Duroy s’avança et remarqua l’échelle brisée. Il esquissa un sourire et ferma la porte de son logement.
– Je vois que vous avez brisé l’échelle, qu’importe, je la réparerai plus tard, personne n’habite au-dessus; les logements sont bien trop délabrés. Vous savez bien que je suis aux arrêts, qu’y a-t-il de si important pour qu’on vous envoie ici ?
– Je suppose que vous ne recevez pas les journaux ici. Un meurtrier, se faisant appeler Le Bourreau, assassine des criminels depuis plusieurs semaines. La situation a dégénéré aujourd’hui, on a appris le meurtre de l’inspecteur Dubois, le principal suspect est ce meurtrier compte-tenu des informations dont nous disposons. Le commissaire m’a envoyé vous chercher et m’a demandé de vous transmettre les informations dont nous disposons.
Duroy était sonné, la mort de l’inspecteur Dubois, même si ce n’était pas un ami et que ce n’était pas le plus vertueux et droit des policiers, l’avait sorti de la torpeur dans laquelle il était depuis qu’il était aux arrêts.
– Il va bientôt faire nuit, rendons-nous au commissariat au plus vite, vous me ferez part des informations récoltés sur le chemin.
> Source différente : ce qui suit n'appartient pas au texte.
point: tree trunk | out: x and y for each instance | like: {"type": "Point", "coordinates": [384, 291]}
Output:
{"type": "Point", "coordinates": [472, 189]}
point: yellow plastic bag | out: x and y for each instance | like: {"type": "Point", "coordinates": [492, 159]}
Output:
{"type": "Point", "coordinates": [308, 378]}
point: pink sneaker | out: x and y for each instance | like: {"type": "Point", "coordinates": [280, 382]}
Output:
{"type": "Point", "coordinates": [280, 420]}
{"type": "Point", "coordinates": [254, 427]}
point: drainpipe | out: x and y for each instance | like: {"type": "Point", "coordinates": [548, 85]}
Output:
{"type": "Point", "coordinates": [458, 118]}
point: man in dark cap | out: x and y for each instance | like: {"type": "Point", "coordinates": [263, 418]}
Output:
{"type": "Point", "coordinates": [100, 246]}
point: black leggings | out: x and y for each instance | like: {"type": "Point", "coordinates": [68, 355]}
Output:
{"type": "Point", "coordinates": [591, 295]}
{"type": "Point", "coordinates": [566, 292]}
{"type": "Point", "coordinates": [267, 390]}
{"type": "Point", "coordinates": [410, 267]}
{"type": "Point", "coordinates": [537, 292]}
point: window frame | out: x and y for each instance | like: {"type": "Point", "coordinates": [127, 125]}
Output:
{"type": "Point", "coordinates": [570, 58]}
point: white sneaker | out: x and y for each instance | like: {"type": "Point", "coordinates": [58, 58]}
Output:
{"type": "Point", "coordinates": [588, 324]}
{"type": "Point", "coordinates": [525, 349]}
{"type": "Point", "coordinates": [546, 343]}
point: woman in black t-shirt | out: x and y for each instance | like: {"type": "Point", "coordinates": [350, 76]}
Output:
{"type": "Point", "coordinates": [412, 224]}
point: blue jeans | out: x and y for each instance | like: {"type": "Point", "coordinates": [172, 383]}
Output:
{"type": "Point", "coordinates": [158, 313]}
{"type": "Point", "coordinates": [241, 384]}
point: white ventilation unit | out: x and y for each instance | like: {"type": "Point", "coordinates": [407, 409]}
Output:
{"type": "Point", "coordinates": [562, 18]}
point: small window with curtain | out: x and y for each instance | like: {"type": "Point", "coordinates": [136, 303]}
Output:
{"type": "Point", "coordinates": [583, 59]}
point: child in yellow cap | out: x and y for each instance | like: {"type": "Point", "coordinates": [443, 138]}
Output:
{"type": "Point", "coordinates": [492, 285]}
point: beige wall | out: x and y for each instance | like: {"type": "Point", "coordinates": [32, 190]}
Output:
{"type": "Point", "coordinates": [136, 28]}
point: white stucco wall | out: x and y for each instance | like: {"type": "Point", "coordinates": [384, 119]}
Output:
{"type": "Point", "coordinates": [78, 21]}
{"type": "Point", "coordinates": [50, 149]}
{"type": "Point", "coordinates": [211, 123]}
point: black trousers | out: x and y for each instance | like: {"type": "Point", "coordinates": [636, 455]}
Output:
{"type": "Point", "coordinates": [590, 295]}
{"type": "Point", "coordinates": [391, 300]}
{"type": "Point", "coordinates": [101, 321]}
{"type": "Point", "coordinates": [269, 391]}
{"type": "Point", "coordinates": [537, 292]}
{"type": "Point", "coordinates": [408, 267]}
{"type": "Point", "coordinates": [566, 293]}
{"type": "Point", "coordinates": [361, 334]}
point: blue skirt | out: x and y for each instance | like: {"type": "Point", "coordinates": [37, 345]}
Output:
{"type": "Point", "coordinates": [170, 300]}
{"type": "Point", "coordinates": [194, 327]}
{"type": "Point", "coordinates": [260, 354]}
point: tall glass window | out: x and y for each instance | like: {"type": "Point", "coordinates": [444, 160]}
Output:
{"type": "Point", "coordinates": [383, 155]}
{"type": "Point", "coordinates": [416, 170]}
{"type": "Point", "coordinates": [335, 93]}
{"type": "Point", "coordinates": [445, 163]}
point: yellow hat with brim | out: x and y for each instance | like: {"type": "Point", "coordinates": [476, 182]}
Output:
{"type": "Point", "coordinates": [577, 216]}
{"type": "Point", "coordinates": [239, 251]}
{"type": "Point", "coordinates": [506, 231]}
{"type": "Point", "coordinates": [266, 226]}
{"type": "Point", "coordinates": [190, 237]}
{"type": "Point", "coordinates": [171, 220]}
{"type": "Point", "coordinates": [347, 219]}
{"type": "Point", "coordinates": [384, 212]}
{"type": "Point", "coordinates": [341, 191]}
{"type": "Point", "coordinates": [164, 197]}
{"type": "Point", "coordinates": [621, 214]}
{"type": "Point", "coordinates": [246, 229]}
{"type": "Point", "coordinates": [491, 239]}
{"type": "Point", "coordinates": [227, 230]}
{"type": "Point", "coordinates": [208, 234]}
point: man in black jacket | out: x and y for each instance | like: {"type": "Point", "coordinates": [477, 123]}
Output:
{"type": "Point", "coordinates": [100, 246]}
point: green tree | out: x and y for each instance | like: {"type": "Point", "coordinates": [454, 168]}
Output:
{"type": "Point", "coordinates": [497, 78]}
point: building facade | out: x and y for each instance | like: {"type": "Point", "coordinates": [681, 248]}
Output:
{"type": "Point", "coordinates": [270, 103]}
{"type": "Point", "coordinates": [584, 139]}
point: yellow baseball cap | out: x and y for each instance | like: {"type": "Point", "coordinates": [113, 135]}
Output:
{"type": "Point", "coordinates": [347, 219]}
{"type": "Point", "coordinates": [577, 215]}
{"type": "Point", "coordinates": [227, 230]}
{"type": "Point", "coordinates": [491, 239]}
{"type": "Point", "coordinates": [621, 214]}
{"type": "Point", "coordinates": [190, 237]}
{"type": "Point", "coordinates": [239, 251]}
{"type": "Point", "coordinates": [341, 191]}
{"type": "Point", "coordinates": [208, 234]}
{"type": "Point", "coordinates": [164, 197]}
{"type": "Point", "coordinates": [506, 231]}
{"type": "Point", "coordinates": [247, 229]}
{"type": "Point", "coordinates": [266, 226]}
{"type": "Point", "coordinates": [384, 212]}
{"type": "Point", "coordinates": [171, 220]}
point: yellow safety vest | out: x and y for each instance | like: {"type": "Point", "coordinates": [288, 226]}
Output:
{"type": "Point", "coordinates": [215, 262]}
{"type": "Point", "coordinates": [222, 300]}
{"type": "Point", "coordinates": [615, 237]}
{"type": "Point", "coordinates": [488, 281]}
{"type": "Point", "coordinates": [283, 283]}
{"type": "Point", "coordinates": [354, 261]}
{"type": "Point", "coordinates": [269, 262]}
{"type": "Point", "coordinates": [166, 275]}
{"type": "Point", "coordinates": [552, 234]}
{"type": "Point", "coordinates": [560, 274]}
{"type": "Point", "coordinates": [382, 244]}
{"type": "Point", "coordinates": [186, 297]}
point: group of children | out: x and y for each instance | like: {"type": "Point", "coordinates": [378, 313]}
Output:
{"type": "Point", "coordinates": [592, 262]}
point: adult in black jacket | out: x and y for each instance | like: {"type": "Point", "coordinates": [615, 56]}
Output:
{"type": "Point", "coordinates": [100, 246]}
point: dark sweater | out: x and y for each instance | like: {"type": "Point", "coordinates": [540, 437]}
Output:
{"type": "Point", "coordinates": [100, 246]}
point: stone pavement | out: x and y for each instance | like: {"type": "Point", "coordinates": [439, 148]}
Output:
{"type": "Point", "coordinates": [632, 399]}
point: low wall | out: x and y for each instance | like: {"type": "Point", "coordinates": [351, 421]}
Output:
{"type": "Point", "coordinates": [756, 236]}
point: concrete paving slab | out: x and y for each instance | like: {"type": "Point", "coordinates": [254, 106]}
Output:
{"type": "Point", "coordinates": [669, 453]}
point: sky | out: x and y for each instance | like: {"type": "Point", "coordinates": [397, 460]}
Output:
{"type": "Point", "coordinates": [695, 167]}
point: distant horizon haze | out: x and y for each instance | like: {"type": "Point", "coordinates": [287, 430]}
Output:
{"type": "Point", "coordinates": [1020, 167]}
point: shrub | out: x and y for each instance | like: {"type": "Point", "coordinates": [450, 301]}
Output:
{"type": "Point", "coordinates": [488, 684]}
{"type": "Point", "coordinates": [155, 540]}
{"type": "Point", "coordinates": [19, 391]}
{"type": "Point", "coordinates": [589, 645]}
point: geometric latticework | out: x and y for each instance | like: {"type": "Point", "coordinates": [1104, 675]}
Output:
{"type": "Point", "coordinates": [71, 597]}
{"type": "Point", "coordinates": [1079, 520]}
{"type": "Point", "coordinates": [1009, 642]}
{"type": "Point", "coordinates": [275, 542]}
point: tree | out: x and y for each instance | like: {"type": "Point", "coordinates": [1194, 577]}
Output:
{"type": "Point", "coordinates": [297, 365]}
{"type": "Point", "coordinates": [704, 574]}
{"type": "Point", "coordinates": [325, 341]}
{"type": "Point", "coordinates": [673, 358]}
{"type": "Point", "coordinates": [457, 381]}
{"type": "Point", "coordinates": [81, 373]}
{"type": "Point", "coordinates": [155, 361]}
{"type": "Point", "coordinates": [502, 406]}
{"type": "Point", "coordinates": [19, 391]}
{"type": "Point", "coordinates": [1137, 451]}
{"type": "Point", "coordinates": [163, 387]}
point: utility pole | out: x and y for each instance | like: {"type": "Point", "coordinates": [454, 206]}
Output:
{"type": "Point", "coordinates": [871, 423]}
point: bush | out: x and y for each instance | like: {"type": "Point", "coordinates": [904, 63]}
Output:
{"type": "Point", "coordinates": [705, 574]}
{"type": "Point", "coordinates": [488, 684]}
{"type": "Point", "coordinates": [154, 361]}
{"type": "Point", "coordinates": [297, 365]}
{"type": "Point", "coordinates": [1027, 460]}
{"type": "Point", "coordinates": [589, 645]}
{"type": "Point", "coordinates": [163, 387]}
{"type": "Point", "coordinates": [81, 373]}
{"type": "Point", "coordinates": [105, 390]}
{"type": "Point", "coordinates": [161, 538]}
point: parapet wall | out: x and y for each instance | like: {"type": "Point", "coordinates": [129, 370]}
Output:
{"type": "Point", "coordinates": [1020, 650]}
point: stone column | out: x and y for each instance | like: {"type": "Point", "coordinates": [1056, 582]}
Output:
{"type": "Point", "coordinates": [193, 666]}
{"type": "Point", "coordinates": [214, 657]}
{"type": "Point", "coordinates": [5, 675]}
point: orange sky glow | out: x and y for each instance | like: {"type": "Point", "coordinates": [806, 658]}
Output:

Les deux policiers avancèrent d’un pas rapide, ils quittèrent le bâtiment et débouchèrent sur la cour. Il ne pleuvait plus et les trois hommes n’étaient plus là. Duroy s’élança dans la ruelle exiguë. Il voulait retourner au commissariat le plus rapidement possible, cette affaire avait ranimé en lui la flamme de la justice. Lefebvre avait du mal à le suivre et à lui donner les informations sur l’affaire en même temps. Il pénétra dans la ruelle derrière Duroy tout en lui donnant une copie de la lettre envoyé par Le Bourreau. Tout en lisant cette lettre, Duroy empruntait les ruelles précédemment empruntés par Lefebvre. Il semblait connaître par cœur le chemin pour retourner au commissariat.